Say you got a fat kick drum and on top of that a fat bass line. They both sound great if you solo them, but tend to clash when you play them both at the same time.

There are a few tricks to separate them. Most of the time you decide which one of the two is covering the sub frequencies, and which one is covering the higher bass frequencies. So say your kick has the most energy at 60hz and your bass line the most energy at 100hz, then you can be sure that you’re quite safe.

But what if you have trouble separating the two with just using your regular EQ? And what if you want to have a really low subby kick AND a really low subby bass line? Of course you could sidechain the bass line with a compressor. Or program your bass line, so that it doesn’t play at the same time as your kick drum.

But there’s another way: For example in our remix for ‘Mike Dunn’s Gitcho House On‘ we wanted to have both a low kick AND a sub bass line, the bass line played at the same time as the kick, and sidechaining wasn’t sufficient.

Bring on Logic’s Match EQ:

1. Put Match EQ on your bass line channel.

2. Go to the upper right hand side and choose your kick drum channel at the Side Chain dropdown menu.

3. Click ‘Template Learn’, press play and let Match EQ learn the characteristics of your kick.

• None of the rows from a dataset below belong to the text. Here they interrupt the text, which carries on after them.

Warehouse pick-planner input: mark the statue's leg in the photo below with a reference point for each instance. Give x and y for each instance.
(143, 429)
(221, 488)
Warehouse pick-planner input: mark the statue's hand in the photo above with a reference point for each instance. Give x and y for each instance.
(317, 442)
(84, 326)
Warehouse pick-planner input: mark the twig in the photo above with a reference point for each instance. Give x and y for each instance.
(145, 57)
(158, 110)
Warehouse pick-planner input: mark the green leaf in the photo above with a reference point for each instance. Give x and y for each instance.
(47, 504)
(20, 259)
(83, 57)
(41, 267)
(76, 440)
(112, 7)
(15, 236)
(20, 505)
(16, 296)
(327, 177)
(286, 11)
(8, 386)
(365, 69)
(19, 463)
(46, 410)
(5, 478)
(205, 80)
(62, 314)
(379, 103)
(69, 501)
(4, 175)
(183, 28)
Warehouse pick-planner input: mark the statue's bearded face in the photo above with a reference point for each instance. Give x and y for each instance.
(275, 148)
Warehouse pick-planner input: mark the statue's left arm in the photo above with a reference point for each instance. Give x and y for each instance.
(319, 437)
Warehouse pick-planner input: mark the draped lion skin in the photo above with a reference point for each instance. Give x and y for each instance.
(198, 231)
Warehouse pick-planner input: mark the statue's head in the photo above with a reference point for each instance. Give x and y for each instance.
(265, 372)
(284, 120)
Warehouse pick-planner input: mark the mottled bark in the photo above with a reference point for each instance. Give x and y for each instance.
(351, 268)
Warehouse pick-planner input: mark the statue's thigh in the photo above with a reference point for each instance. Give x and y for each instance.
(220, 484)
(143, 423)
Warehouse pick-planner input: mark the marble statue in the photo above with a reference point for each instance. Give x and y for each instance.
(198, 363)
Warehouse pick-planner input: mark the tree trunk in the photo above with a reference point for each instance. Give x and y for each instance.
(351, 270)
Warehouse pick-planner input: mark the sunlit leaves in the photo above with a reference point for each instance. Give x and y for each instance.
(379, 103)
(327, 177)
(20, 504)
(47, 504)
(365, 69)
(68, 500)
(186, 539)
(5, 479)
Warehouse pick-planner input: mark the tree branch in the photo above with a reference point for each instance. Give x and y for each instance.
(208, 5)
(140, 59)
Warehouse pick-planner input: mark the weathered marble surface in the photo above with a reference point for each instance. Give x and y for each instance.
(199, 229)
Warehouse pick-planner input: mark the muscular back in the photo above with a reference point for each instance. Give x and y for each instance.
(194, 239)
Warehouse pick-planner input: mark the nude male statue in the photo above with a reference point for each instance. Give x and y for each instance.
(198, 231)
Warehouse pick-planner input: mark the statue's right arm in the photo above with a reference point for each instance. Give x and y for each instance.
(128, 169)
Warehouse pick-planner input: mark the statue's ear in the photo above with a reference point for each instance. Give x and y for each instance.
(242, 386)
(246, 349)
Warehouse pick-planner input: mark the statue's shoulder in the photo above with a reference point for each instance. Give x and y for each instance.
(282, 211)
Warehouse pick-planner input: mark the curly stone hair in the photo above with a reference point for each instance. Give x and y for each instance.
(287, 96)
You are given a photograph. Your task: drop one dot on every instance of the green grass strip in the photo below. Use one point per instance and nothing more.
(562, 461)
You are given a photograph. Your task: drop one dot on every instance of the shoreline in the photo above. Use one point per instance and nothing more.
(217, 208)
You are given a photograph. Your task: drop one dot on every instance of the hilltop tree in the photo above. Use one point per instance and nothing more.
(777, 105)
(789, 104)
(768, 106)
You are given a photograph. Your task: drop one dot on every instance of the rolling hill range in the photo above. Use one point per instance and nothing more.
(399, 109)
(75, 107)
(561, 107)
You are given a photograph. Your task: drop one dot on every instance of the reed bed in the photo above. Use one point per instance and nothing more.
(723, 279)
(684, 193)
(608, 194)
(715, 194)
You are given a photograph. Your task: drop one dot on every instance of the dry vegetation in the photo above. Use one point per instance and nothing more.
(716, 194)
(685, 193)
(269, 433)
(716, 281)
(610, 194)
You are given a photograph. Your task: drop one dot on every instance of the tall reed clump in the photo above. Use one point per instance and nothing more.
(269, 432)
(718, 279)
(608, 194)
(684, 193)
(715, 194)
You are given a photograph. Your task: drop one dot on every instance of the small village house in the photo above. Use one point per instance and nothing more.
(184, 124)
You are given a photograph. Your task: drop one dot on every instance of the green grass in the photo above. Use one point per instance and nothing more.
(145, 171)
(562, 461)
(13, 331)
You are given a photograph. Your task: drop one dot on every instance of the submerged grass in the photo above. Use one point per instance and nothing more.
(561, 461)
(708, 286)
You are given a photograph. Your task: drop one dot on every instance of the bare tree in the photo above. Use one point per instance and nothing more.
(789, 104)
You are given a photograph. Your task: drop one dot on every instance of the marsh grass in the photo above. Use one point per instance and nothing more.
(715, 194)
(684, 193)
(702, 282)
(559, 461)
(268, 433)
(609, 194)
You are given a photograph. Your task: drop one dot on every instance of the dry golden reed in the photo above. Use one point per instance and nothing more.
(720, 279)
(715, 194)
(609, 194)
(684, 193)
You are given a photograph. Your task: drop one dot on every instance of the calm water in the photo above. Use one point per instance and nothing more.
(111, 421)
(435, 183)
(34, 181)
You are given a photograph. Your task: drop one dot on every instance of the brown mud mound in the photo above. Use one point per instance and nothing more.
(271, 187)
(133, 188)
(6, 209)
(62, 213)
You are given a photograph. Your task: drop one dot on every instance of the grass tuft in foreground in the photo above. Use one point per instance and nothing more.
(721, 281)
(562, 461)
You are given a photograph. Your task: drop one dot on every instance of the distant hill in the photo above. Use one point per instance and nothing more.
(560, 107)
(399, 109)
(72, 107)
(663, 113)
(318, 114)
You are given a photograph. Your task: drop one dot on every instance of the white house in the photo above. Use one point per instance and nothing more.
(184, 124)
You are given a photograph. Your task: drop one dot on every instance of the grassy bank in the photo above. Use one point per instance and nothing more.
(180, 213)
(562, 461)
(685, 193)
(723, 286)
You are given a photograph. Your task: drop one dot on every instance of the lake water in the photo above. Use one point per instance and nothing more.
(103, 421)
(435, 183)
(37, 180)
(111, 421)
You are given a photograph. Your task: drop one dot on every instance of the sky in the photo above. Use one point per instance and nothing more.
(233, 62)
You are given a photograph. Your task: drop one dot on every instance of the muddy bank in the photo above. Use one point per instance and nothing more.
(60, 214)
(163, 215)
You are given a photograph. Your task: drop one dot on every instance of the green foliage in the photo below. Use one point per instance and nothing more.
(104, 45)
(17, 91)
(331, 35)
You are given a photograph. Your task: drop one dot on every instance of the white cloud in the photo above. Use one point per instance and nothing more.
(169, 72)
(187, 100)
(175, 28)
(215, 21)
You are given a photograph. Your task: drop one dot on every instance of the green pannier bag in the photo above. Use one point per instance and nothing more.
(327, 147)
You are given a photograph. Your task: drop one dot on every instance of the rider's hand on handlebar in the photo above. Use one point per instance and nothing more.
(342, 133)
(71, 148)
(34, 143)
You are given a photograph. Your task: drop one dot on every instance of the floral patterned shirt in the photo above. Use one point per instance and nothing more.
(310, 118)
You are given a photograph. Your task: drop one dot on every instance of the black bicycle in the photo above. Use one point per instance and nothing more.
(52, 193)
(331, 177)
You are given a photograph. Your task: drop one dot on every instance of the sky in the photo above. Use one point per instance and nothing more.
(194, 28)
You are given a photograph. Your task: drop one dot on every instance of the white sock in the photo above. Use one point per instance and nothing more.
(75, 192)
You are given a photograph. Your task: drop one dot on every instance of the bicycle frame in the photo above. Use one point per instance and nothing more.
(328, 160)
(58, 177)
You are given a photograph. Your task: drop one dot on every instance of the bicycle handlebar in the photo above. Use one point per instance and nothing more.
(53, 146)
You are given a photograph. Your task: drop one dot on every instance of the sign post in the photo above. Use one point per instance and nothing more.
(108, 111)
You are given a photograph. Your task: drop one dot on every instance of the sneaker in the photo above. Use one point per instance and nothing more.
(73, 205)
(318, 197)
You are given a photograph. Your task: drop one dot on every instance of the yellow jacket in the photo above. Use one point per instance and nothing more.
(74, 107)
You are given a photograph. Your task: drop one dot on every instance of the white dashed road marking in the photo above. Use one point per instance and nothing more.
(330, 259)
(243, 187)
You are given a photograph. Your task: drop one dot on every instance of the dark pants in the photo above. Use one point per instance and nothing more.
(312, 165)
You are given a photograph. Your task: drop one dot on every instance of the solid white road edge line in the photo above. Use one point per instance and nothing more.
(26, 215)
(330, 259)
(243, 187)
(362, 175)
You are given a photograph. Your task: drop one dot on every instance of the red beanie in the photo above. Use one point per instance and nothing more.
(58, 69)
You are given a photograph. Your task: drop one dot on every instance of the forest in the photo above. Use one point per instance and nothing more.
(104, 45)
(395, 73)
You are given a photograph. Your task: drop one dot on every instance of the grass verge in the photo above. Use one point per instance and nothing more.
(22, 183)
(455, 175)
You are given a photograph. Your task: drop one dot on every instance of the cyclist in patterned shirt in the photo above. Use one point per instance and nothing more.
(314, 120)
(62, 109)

4. Press stop, set your Side Chain to ‘None’.

5. Click ‘Current Learn’, press play and let Match EQ learn the characteristics of your bass line.

6. Click ‘Material Match’.

7. Set ‘Phase’ to ‘Minimal’ (especially with low frequencies this is important, if you use it to separate higher sounds, use ‘Linear’)

8. Slide ‘Apply’ to a minimal value (say -20% or something).

9. Use ‘Smoothing’ to fine tune.

10. Use Fade Extremes to cancel out frequencies you don’t want to be affected (click the triangle in the lower left hand corner to unfold).

Presto, you just separated your bass line from your kick drum!

Now you can also use this method to separate strings from a vocal. Or if you use a positive value at step 8, to match one sound to another sound.